If you are living with a food addiction, you may display a broad range of emotional or psychological effects. Your friends and family may have witnessed a change in your personality, and you may be showing anti-social tendencies, becoming more distant or withdrawn. A food dependency can also be a source of anxiety and depression, where you may feel so sorry or guilty for overeating, or putting on weight, that you exhibit indicators of mental illness, which may necessitate treatment.
Fortunately, similarly to other dependencies like alcoholism, gambling or drug abuse, food addiction can be treated with counselling. But, unlike addictive abuse problems treated by stopping taking the substance, abstinence is not always recommended in cases of food addiction.
Therefore, it is felt through regular psychological counselling sessions, as well as contemporary therapy techniques like CBT (Cognitive Behavioural Therapy), you could identify any potential triggers at the heart of your issues with food.
Could it be derived from a trauma in the past or from childhood? You may have an underlying emotional stress disorder, low self-image or problems with self-esteem alongside other pressing concerns, work, family, relationship or money worries, which may be contributing to your dependency.

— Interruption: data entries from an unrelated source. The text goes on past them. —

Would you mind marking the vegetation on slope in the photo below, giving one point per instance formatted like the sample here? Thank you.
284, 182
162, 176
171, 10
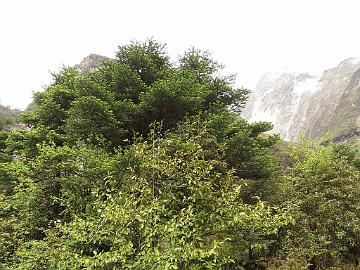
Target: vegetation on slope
141, 165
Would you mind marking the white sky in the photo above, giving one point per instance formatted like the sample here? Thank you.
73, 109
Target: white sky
249, 36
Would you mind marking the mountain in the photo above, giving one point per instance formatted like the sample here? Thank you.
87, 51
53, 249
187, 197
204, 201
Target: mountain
302, 104
8, 117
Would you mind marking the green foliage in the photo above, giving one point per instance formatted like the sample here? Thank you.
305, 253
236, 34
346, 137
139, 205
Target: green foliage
166, 203
126, 95
143, 164
323, 189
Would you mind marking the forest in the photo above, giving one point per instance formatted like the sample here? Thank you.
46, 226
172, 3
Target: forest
145, 163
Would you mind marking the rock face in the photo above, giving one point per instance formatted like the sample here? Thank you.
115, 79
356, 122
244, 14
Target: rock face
91, 63
307, 105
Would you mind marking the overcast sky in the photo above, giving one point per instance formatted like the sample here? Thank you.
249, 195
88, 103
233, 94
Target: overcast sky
249, 37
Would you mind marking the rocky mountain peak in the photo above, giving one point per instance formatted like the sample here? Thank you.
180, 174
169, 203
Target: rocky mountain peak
91, 63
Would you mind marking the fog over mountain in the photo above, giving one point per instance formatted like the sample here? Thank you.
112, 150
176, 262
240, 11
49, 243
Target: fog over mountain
303, 104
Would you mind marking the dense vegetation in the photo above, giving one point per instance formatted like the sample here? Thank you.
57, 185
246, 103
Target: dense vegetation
145, 164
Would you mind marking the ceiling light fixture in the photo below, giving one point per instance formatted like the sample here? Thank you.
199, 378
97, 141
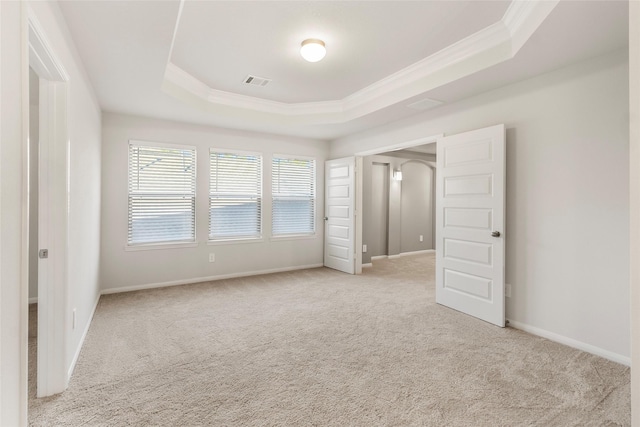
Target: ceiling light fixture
313, 50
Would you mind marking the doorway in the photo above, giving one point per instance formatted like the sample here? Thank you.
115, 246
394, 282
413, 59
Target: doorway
398, 202
47, 216
376, 220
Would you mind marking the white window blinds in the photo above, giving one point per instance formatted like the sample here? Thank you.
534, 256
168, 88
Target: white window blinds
162, 186
235, 196
294, 196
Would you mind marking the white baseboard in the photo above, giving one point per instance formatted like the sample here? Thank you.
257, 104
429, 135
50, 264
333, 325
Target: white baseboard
552, 336
426, 251
205, 279
81, 343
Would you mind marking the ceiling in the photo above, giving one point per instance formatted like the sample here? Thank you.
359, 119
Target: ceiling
187, 60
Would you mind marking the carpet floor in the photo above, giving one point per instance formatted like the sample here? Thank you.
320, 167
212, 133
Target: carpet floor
322, 348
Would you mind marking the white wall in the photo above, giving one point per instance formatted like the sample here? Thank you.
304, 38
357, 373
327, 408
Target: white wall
13, 344
567, 195
416, 208
133, 269
634, 92
84, 178
84, 193
34, 128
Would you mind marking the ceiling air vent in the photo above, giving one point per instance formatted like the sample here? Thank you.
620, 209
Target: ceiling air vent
425, 104
256, 81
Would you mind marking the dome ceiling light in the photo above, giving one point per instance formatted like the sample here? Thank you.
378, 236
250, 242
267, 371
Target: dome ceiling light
313, 50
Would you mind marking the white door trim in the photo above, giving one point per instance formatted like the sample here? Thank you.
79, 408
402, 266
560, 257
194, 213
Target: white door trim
53, 321
359, 184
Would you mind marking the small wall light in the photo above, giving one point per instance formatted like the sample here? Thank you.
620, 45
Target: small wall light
313, 50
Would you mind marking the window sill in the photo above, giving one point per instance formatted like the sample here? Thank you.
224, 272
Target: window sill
158, 246
294, 237
235, 241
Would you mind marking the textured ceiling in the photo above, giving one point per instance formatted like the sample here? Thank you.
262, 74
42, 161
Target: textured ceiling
221, 42
126, 47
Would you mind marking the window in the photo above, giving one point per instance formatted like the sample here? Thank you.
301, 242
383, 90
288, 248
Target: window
162, 193
235, 195
294, 196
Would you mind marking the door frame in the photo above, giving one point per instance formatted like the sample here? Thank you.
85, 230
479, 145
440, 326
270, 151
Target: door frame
360, 185
53, 319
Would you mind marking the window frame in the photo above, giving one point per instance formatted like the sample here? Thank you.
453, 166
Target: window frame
296, 236
163, 244
243, 238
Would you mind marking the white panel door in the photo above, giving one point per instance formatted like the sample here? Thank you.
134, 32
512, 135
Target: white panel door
470, 223
339, 227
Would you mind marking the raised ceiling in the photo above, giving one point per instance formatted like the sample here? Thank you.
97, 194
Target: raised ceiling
219, 42
186, 60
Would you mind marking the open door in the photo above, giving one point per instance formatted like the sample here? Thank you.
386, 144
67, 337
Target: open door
470, 223
339, 227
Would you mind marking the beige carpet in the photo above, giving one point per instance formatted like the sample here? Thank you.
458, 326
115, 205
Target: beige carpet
322, 348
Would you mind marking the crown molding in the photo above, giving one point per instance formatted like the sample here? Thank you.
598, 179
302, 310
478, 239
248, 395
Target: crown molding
494, 44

By engaging in counselling therapies and specific strategy sessions, you could explore the psychological and physical factors of food addiction. Be assured you will be under the care of the exceptional medical professionals, doctors, nurses and counsellors at your regional residential rehab centre. They can answer any queries you may have, and help you find the perfect long-term strategy.
It is not uncommon to use hypnotherapy or holistic therapies like mindfulness and meditation. There is also dietary, nutritional and meal planning information available, alongside behavioural modification, emotional management training and 12 step programs, which could be used in the treatment of food addiction.
Unlike taking drugs or drinking alcohol, eating is a necessity, but what if a requirement of life has become the bane of your existence?
What if your eating habits have become a problem, affecting your mental and physical health? Help is at hand, if you undergo counselling at a residential rehab centre. It could be the key to defeating your food addiction.